Monday, February 18, 2008

Scientific American's Grand Plan

sun power

If you're paying attention, you know that the U.S. desperately needs to transform its energy strategy to reduce fossil-fuel use and minimize carbon emissions. The proposals trickling out of Congress are generally tepid half measures that fail to address the critical nature of the problem.

Scientific American put a group of their analysts to work and crafted a grand plan to eliminate dependence on imported oil. And, best of all, the cost is much less than what the country is spending today on ill-advised military adventures around the world.

The linchpin of the plan is solar electricity. From the article:

Solar energy’s potential is off the chart. The energy in sunlight striking the earth for 40 minutes is equivalent to global energy consumption for a year. The U.S. is lucky to be endowed with a vast resource; at least 250,000 square miles of land in the Southwest alone are suitable for constructing solar power plants, and that land receives more than 4,500 quadrillion British thermal units (Btu) of solar radiation a year.
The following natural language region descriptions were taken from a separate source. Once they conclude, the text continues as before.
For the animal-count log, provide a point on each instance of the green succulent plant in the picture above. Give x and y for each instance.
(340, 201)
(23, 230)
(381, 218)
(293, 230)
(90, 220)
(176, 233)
Converting only 2.5 percent of that radiation into electricity would match the nation’s total energy consumption in 2006.


The plan also describes how development of wind, biomass, and geothermal energy systems could eventually supply 100 percent of the nation's requirements and 90 percent by the year 2100. Energy independence is within reach, but we also need to dramatically scale down the lost dollars being funneled into military interventions.